= Katarina Zajc =

Professor of law and former Olympic alpine skier

Katarina (Katra) Zajc (born January 31, 1967) is a law professor at the University of Ljubljana, and a former alpine skier from Slovenia.

Zajc graduated from University of Ljubljana, where she earned her bachelor's degree in law. She continued her studies in the USA, where she received an LLM degree from Yale Law School and a PhD in economics from George Mason University. At George Mason University, she received a Snavely Award for being the best PhD student in economics.

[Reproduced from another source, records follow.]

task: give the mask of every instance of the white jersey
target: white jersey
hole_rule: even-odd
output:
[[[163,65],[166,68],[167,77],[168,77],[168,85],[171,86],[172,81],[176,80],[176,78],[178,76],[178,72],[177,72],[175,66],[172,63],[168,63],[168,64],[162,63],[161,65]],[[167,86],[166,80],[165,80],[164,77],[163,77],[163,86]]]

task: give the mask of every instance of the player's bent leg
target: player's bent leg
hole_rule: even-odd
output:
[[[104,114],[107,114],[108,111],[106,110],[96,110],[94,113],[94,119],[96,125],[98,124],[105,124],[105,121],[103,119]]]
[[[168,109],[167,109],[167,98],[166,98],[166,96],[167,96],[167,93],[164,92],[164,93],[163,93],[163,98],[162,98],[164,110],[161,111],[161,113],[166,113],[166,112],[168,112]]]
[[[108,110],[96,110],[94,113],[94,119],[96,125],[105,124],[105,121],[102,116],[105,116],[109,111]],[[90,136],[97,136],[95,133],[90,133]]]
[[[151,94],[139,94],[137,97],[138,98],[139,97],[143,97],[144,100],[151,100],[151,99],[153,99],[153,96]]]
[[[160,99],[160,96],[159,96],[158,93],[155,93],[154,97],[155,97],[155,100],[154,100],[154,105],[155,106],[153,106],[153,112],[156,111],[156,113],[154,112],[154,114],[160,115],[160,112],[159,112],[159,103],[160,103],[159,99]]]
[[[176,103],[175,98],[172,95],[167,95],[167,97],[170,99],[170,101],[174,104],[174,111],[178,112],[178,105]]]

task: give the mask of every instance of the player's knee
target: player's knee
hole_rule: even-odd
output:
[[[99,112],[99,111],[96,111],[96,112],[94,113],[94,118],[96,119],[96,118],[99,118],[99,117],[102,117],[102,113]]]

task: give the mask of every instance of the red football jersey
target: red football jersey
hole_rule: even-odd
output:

Zajc is currently a full professor of the Faculty of Law at the University of Ljubljana, where she is the President of the Chair of Law and Economics. In 2009, she started a six-year member term on the Judicial Council of Slovenia. In 2009-10, Zajc was a visiting professor at Utrecht University, Netherlands. Earlier in her career, she was also an arbiter at the Permanent Arbitrage at the Slovenian Chamber of Commerce, a lecturer at the Police Academy in Slovenia, a research and teaching assistant at George Mason University, USA, and a researcher at the Vienna Institute for Comparative Economic Studies, Austria.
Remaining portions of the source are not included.